Headless · Pear Terminal / Bare · planned

Headless App

Pear Terminal / Bare · planned

Headless Overview

Not implemented yet. Planned as an always-on personal server that runs on a device the user owns (Raspberry Pi, mini PC, NAS) and acts as a durable personal peer — not a central cloud service.

Role

Run as a long-lived owned peer that persists the same Autobase/Corestore data model, helps devices reconnect, and later coordinates with relay/storage dongles.

First milestone

Create/join invites; expose peer count, sync state, base identity, and storage status; CLI for setup, status, invite, join, export, and shutdown; and a P2P owner-control command/event channel for trusted clients.

Capabilities (opt-in at setup)

Bootstrap helper, replication helper, storage helper, async message helper, notification/reconnect helper, and diagnostics helper — each chosen during first-run setup so the device only enables the roles the owner wants.

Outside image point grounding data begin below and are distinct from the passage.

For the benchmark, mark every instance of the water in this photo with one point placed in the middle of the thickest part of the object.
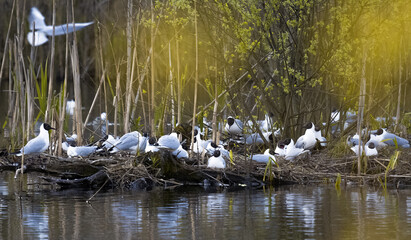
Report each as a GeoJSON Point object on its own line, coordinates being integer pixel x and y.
{"type": "Point", "coordinates": [289, 212]}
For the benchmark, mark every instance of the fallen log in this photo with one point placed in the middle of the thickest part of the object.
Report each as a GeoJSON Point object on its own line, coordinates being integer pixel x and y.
{"type": "Point", "coordinates": [93, 181]}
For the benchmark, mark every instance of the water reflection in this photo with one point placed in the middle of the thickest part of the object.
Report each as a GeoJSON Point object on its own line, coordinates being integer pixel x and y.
{"type": "Point", "coordinates": [289, 212]}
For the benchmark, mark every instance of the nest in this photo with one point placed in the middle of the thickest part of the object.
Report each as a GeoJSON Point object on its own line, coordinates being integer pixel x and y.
{"type": "Point", "coordinates": [162, 169]}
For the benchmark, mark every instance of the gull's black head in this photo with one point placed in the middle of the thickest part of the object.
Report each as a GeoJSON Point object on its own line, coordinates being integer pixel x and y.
{"type": "Point", "coordinates": [152, 140]}
{"type": "Point", "coordinates": [308, 125]}
{"type": "Point", "coordinates": [47, 126]}
{"type": "Point", "coordinates": [270, 138]}
{"type": "Point", "coordinates": [230, 121]}
{"type": "Point", "coordinates": [287, 141]}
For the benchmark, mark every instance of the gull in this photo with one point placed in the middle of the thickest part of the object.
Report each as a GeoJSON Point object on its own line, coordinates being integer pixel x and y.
{"type": "Point", "coordinates": [234, 126]}
{"type": "Point", "coordinates": [41, 30]}
{"type": "Point", "coordinates": [320, 138]}
{"type": "Point", "coordinates": [280, 148]}
{"type": "Point", "coordinates": [109, 142]}
{"type": "Point", "coordinates": [264, 158]}
{"type": "Point", "coordinates": [307, 141]}
{"type": "Point", "coordinates": [353, 140]}
{"type": "Point", "coordinates": [180, 152]}
{"type": "Point", "coordinates": [216, 161]}
{"type": "Point", "coordinates": [291, 151]}
{"type": "Point", "coordinates": [335, 115]}
{"type": "Point", "coordinates": [38, 144]}
{"type": "Point", "coordinates": [197, 145]}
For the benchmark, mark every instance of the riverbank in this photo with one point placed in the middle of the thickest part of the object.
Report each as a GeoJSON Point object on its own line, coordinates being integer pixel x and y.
{"type": "Point", "coordinates": [162, 169]}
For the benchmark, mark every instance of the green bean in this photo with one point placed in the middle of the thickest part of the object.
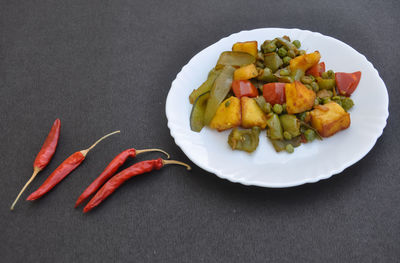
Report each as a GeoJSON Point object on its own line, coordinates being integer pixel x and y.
{"type": "Point", "coordinates": [274, 131]}
{"type": "Point", "coordinates": [290, 124]}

Under the current substrate, content-access roles must be treated as trusted full-participant roles; blind storage/relay helpers should receive no list encryption key.

Security gates

Require pairing/auth for control operations and never expose raw control endpoints publicly by default. The owner-control admin channel needs signed per-device capabilities, replay protection, owner-authorized membership, and key-rotation design before implementation (see review findings C1–C3, H1).

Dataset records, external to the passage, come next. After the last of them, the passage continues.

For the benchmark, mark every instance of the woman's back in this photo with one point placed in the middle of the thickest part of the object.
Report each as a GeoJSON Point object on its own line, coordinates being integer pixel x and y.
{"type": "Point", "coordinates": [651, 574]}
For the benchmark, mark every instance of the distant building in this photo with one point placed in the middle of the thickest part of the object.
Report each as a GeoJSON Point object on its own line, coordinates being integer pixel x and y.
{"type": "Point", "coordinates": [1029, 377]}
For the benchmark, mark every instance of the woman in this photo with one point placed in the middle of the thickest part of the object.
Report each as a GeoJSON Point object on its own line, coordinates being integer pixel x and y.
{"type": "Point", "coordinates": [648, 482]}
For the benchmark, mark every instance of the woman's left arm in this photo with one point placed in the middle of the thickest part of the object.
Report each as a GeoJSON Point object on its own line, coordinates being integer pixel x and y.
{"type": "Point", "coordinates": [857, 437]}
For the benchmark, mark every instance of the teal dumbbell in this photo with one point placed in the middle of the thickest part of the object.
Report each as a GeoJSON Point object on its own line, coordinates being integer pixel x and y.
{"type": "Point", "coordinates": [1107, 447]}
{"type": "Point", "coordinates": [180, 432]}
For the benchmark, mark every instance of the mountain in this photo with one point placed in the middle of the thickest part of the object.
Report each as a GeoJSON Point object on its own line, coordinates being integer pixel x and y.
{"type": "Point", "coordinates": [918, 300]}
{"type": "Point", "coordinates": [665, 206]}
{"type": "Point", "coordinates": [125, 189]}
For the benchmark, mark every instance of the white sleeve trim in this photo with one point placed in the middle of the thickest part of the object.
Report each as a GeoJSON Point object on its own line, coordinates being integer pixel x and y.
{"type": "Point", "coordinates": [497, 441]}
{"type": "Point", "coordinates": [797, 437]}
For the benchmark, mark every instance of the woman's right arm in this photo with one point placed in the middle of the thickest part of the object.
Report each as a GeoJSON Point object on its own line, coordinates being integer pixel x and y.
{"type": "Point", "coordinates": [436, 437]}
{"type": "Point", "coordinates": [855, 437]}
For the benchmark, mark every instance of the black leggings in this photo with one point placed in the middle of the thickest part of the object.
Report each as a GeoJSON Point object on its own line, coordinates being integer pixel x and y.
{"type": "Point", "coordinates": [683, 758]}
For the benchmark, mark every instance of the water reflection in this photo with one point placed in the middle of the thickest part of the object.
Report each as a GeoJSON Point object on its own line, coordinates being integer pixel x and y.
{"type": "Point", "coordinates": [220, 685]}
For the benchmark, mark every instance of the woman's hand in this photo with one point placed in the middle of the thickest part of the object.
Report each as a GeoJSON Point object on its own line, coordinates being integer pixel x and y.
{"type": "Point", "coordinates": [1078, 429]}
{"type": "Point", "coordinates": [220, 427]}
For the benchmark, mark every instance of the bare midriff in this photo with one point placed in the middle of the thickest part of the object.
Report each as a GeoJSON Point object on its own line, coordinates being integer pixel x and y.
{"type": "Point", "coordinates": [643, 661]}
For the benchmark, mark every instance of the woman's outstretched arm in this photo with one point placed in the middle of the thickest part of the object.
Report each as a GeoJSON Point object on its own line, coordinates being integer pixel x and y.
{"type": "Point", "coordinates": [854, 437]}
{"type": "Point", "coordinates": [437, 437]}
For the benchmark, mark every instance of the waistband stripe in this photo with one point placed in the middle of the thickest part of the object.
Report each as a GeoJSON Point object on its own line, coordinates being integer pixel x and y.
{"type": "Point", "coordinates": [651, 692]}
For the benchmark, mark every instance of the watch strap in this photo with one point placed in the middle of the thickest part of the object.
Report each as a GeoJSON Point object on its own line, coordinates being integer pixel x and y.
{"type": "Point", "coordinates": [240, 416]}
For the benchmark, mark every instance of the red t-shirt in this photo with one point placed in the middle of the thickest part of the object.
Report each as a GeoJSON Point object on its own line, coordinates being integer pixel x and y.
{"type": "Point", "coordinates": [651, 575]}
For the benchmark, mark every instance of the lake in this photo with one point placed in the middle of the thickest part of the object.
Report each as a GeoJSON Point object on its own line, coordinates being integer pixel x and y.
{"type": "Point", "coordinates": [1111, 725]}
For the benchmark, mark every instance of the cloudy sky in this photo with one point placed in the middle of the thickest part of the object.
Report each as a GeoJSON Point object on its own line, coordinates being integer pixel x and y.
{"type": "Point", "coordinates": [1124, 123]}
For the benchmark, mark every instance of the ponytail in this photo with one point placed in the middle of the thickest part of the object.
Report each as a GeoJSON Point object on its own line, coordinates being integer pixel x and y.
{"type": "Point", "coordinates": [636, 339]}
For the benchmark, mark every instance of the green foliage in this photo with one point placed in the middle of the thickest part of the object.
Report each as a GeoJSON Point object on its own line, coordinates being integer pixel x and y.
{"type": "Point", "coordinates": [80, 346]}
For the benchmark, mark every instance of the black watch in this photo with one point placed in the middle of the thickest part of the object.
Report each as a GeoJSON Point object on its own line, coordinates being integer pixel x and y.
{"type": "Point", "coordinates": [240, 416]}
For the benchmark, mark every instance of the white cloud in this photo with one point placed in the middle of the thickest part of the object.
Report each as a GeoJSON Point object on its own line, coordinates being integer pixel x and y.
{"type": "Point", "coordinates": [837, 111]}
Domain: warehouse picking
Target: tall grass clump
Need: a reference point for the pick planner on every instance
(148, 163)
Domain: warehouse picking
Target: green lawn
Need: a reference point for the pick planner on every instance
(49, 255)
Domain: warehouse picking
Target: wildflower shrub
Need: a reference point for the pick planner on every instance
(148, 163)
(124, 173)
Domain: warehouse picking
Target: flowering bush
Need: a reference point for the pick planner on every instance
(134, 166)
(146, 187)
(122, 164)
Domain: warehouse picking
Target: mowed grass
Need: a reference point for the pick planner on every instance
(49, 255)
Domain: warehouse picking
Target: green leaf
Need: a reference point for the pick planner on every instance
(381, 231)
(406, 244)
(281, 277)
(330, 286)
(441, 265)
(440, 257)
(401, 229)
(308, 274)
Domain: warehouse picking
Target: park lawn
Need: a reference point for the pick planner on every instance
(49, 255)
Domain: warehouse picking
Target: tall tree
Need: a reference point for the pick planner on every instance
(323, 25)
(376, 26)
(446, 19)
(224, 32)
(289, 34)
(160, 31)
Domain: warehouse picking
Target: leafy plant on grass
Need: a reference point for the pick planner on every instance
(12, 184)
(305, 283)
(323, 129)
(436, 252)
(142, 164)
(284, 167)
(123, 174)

Status: The listam-headless repository is currently empty. See the Multi-App Plan for owner-control, the co-invite flow, and the review findings (C1–C3, H1) that must be resolved first.
Verification

Testing

How an implementation agent tests the headless server and proves it interacts with mobile and desktop. See also the implementation plans and the security findings.

Unit

Backend service logic behind the Node runtime port (no BareKit globals); the apply reducer; owner-signed membership verification (C3); corruption quarantine/recovery (M4); redaction (M5).

Integration

CLI (setup/status/invite/join/export/shutdown); owner-control auth — signed accepted, unsigned/expired/replayed/out-of-scope rejected, capability scope, device revoke (H1); a blind helper never receives the encryption key (C2); queue/storage quotas.

Soak

A long-lived peer stays up for hours with bounded storage/queue; restart preserves identity, storage, and status.

How to run

node headless.mjs --storage <dir> --bootstrap <addr> from the listam-headless repo; script invite/join against a second headless or a desktop instance; runs headlessly in CI.

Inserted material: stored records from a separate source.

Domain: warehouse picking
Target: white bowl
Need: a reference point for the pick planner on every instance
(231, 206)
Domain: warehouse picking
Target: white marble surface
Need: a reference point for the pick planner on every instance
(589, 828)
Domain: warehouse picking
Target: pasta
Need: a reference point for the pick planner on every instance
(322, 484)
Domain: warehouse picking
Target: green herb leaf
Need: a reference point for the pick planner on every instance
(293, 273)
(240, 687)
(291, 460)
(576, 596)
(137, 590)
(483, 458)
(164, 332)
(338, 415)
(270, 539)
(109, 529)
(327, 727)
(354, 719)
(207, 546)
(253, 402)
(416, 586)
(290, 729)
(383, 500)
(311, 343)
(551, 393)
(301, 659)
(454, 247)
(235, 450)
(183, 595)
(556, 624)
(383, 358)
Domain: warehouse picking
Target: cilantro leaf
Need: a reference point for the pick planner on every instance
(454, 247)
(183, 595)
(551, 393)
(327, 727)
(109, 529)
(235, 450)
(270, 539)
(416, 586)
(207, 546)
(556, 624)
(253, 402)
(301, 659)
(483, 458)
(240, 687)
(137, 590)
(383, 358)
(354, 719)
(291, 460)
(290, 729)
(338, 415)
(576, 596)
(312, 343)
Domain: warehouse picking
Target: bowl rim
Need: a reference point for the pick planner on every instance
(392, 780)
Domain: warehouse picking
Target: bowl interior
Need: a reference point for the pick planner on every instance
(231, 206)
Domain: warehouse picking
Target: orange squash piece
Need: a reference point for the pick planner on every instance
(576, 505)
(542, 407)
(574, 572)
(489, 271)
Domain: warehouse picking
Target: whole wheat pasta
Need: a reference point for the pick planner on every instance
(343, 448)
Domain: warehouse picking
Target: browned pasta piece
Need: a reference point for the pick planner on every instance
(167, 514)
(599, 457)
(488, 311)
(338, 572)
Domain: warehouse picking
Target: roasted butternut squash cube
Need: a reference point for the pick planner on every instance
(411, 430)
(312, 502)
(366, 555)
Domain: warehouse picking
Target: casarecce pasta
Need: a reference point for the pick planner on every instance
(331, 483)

Interaction: Headless is the always-on peer central to the cross-instance matrix: mobile ↔ headless (stays online while mobile closed, accepts generated/edited/deleted content, reopen → sync), desktop ↔ headless content-operation sync, the 3-way convergence test, and the security rows — non-owner add-writer ignored (C3), blind-storage cannot decrypt (C2), owner-control replay rejected (H1).